【1月1日 AFP】キルギスの西の端にあるバトケン(Batken)州の小さな町カダムジャイ(Kadamjay)。白いスカーフをかぶり、伝統的な刺しゅうの入ったベルベットの上着を着たタシュカン・ハキモワさん(77)が、木製の糸巻き機を使って、キルギス伝統のじゅうたん作りに使う毛糸を紡ぐ。

 ハキモワさんの隣には、毛のかたまりを持った少女が座っている。

 毛糸は数百時間かけて、キルギス伝統のじゅうたんに変わっていく。

 じゅうたんを作れる人の数は減りつつあり、技術が途絶えてしまうことを懸念する人も多い。

 ハキモワさんはAFPに「私たちの親の世代が作り方を教えてくれたが、みんな忘れつつある」と話した。

 国連教育科学文化機関(UNESCO、ユネスコ)が、化繊素材の敷物の普及や若者が関心を失っていることから、キルギスじゅうたんの技術は「緊急に保護が必要」だと警告したこともある。

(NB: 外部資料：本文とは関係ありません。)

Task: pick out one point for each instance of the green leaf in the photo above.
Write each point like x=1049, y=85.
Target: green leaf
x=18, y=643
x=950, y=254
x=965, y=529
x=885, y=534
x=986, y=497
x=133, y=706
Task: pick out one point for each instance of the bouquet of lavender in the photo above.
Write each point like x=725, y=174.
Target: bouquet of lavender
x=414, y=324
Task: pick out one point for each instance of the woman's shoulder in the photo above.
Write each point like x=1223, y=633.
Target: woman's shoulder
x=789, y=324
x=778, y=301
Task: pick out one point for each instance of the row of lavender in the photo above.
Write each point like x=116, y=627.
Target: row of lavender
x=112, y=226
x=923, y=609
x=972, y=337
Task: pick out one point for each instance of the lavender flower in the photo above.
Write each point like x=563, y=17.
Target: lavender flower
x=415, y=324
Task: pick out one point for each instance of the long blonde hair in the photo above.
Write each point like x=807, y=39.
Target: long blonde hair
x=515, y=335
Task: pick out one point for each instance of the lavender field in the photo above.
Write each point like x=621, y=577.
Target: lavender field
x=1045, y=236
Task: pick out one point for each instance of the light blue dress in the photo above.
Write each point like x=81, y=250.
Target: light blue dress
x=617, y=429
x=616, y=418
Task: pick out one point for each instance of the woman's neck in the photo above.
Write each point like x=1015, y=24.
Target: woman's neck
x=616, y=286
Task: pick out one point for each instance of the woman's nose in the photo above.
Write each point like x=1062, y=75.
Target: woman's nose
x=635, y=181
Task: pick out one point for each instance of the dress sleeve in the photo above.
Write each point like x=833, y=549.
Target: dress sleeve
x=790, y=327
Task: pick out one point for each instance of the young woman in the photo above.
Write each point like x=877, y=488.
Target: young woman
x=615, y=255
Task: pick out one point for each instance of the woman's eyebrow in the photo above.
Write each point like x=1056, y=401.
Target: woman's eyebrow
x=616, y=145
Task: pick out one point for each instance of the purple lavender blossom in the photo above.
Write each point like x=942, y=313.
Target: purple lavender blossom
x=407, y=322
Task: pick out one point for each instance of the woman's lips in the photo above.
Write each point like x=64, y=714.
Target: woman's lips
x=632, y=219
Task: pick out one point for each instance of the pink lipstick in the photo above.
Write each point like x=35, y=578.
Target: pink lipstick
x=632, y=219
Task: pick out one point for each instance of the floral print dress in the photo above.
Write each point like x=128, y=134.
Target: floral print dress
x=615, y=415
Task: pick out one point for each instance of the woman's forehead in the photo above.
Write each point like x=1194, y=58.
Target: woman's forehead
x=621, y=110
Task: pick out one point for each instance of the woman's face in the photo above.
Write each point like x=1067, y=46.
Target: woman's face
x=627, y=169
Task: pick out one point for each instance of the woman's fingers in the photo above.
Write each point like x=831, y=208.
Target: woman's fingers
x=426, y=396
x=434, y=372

 旧ソ連時代に建てられたカダムジャイの文化会館では、約20人の「おばあちゃん(グランマ)」のグループ「ハッピーグランマ(Happy Grandmas)」が週に数回集まり、子どもたちにじゅうたん作りを教えている。

「ここにいるのは、世代を超えて伝統技術が引き継がれていってほしいからだ」とハキモワさんは言う。

 ハッピーグランマの一人、ラハット・ゾロエワさんは「材料費はほぼ無料」だと話す。毛は飼っている牛や羊から刈って、何一つ無駄にしない。

 じゅうたんにはキルギスの遊牧民文化を思い起こさせる文様があしらわれる。

 アライ(Alay)山脈の合間に位置するカダムジャイは、キルギスでも最も貧しい地域にある。

 同じく「ハッピーグランマ」に所属するサリヤ・ボゾエワさんは、月々「約6000ソム(約9600円)の年金をもらっている」と話した。「じゅうたんは数百ユーロ(数万円)で売れるので、年金の足しになる」

 ハキモワさんと夫はかつて、カダムジャイの金属加工工場で働いていたが、工場が倒産したため、若者は他の場所で仕事を探さなくてはならなくなった。町には今も広大な工場の廃虚が残る。

 近年は隣国ウズベキスタンとの緊張が緩和されたことから、カダムジャイ周辺の観光振興や、地元経済の活性化の可能性が出てきた。また、伝統的なキルギスじゅうたんへの外国からの注目も高まっている。

「主に(首都の)ビシケクから、注文がたくさん入っている」「もうすぐ日本にも輸出する」とゾロエワさんはうれしそうに話した。